American baseball player (1914–1978)

Murray Asher Franklin (April 1, 1914 – March 16, 1978) was an American Major League Baseball shortstop who played for the Detroit Tigers in and . He was one of the "jumpers" who signed with the Mexican League in 1946, earning him a temporary suspension from organized baseball.

==Biography==
He was born in Chicago, Illinois, and was Jewish. He attended Schurz High School in Chicago, and the University of Illinois at Urbana-Champaign in Champaign, Illinois.

In the minor leagues, in 1938 he led the Mountain State League in batting (.439), triples (13; tied), home runs (26), and slugging percentage (.790). Franklin made his Major League debut on August 12, 1941 and played briefly for the rest of the season, before playing 48 games in 1942. He did not play after that, and finished his short career with 43 hits, 2 home runs, 16 RBIs and a .262 batting average.

During World War II, he served in the United States Navy, returning to civilian life in 1945.
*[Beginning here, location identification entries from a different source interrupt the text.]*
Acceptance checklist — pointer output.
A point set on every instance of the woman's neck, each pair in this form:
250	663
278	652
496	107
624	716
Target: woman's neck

After not being called up by the Tigers, Franklin became one of the so-called "jumpers" who signed with the Alijadores de Tampico in the Mexican League in 1946. He played two seasons with Tampico. In 1946, he batted .300 in 85 games; in 1947, he batted .213 in 46 games.

After Commissioner of Baseball Happy Chandler revoked the suspension for the jumpers in 1949, Franklin played several seasons in the Pacific Coast League, under the Brooklyn Dodgers and Chicago Cubs organizations.